As I have mentioned many times, I am not particularly interested in flesh-and-blood authors, and I have seldom actively tried to meet them unless I had a good reason (such as an interview). Since Tove Jansson lived in Helsinki I couldn't meet her at publisher receptions or the Children’s Book Institute events, where I met many Swedish authors. But it so happened that Staffan wrote a musical together with Vivica Bandler, a famous theatre director and producer, once upon a time Tove Jansson's partner and subsequently a good friend. We were invited to Vivica's birthday party in Helsinki, featuring the cream of Finland's culture, which made me feel very special indeed. It was a relatively small private party, following a huge celebration at the theatre, so inevitably everybody was introduced to everybody else, and when I was introduced to Tove Jansson and explained that I had read her books in Moscow, she clapped her hands and kissed me. She was like that.

About a year later, my colleague Boel Westin defended her doctoral thesis on Tove Jansson, and the study object was the guest of honour. It was a horrible winter day, with sleet and wind, and after the defence and the sparkling I offered to take the defendant and the object home in my car. For some inexplicable reason, I thought that Tove was staying with Boel and drove to her house, opening the back door for Tove and her partner Tuulikki. Tove looked at me with horror: “Are we to go on foot from here?” I realised I'd made a blunder and took them to their hotel. In the evening, at the banquet, I asked Tove to sign three books for my children.

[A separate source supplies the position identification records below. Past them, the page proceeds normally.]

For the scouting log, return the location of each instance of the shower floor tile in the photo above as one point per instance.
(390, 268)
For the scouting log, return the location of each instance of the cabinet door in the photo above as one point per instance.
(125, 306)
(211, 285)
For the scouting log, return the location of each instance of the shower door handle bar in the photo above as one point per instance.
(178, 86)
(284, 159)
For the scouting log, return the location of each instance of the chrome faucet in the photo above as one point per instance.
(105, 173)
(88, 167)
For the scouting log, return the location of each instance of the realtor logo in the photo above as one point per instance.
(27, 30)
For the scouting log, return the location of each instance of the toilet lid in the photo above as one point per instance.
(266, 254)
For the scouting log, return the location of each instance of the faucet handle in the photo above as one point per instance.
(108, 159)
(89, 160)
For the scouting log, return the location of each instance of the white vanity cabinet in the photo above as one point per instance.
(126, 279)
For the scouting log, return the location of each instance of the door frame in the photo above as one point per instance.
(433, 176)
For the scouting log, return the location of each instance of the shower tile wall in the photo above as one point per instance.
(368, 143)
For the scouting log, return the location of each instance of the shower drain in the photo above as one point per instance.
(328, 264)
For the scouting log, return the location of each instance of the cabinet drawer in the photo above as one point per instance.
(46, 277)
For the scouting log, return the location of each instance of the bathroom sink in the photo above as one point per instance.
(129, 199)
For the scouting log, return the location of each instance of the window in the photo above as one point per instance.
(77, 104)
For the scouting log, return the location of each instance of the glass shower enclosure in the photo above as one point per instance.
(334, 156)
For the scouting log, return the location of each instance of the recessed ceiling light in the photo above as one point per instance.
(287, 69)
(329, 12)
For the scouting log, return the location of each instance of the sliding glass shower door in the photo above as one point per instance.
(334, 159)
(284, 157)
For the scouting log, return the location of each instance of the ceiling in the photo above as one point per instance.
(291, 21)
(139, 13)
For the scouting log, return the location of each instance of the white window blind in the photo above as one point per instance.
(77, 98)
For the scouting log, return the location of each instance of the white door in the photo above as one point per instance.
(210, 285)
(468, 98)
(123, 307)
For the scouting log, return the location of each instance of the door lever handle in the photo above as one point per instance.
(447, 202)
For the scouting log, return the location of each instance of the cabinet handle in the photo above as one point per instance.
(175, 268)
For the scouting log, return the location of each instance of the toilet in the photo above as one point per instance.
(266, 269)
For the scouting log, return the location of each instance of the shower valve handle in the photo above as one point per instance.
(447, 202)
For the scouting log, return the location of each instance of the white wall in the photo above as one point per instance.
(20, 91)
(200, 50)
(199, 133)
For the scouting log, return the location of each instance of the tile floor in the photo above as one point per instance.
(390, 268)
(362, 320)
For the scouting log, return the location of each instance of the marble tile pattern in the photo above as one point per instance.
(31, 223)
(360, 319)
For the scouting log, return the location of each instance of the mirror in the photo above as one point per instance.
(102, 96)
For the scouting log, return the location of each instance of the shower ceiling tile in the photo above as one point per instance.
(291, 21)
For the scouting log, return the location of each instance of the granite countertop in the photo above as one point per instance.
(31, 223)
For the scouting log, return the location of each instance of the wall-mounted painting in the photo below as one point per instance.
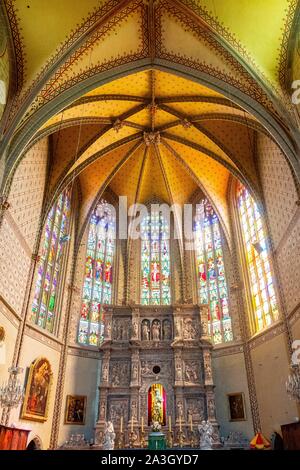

Tove Jansson's eightieth birthday was celebrated loudly in Finland, with a big international conference in Tampere, the location of the Finnish children's books institute. The object of research was there, sitting literally on a throne, crowned with a wreath of flowers. People queued as if in front of royalty, invited one by one to approach, speak and be ushered away. I looked at this and told myself: I have met this wonderful person privately, she has sat in the back seat of my car. Do I really need to stand in line to say some pointless words? And I didn't.